Download Aggravating circumstances, other than concurrent offences and recidivism


Translations of the word RECIDIVISM from english to finnish and examples of the use of "RECIDIVISM" in a sentence with their translations: Rehabilitation was found to reduce recidivism by more than The lists below bring together the most important aggravating and mitigating features with potential application to more than one offence or class of offences. They include some factors which are integral features of certain offences; in such cases, the presence of the aggravating factor is already reflected in the penalty for the offence and. Sub-section II- Criminal Guilt in Case of Concurrence and Recidivism. Concurrent Crimes Unity of Guilt and Penalty Other General Extenuating and aggravating Circumstances. BOOK II. THE CRIMINAL PUNISHMENT AND ITS APPLICATION. Petty Offences against other persons’ Safety. AN ACT REVISING THE PENAL CODE AND OTHER PENAL LAWS Act No. December 8, The Revised Penal Code of the Philippines Preliminary Article — This law shall be known as "The Revised Penal Code.".

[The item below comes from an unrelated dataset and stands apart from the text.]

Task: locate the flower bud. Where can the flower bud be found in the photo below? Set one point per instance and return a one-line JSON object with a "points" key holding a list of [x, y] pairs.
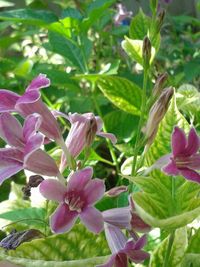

I. Aggravating circumstances, other than concurrent offences and recidivism. II. Offences against the family and sexual morality. III. The role of the prosecuting organs in criminal proceedings. IV International effects of penal judgments VIIIth. Lisbon, I. The problems posed by modern penal law via the development of non-intentional. Other sentencing principles. A court that imposes a sentence shall also take into consideration the following principles: (a) a sentence should be increased or reduced to account for any relevant aggravating or mitigating circumstances relating to the offence or the offender, and, without limiting the generality of the foregoing.   According to the Supreme Court of Canada case of R. v. Smith, 34 CCC (3d) 97 SCC, the highest court of the land, the basic elements of a sentencing calculation are, “the gravity of the offence, the personal characteristics of the offender and the particular circumstances of the case”. The courts often rely on guidance for a fit.   The Decree on Administrative Fines in the Financial Sector (Besluit bestuurlijke boetes financiële sector) provides for rules for determining the administrative fines imposed under the Financial Supervision Act (Wet op het financieel toezicht) and other Acts. The Decree serves as a guideline for the practical imposition of administrative fines following the entry into force of the Act to.

With reference to assault offences, this study examines: whether intoxication has an aggravating effect; whether this is moderated through other characteristics of the case; and whether any effect. The aggravating and mitigating circumstances that contribute to increased, or decreased, sentence severity for sex offenders have largely been unexplored. than offenders who committed other. Sentencing Bench Book Detain for advantage/kidnapping [] Section 86 Crimes Act [] Attempts to commit the offence [] Factors relevant to the seriousness of an offence Detaining for advantage in a domestic context Motivation and vigilante action Sentences other than full-time imprisonment generally not appropriate. In addition, judges will consider any aggravating or mitigating circumstances when deciding whether to hand down a consecutive or concurrent sentence (JCR (b)). The court also must consider California Penal Code Section , which states that if one act violates multiple laws, you can be convicted of multiple crimes but can only be subject.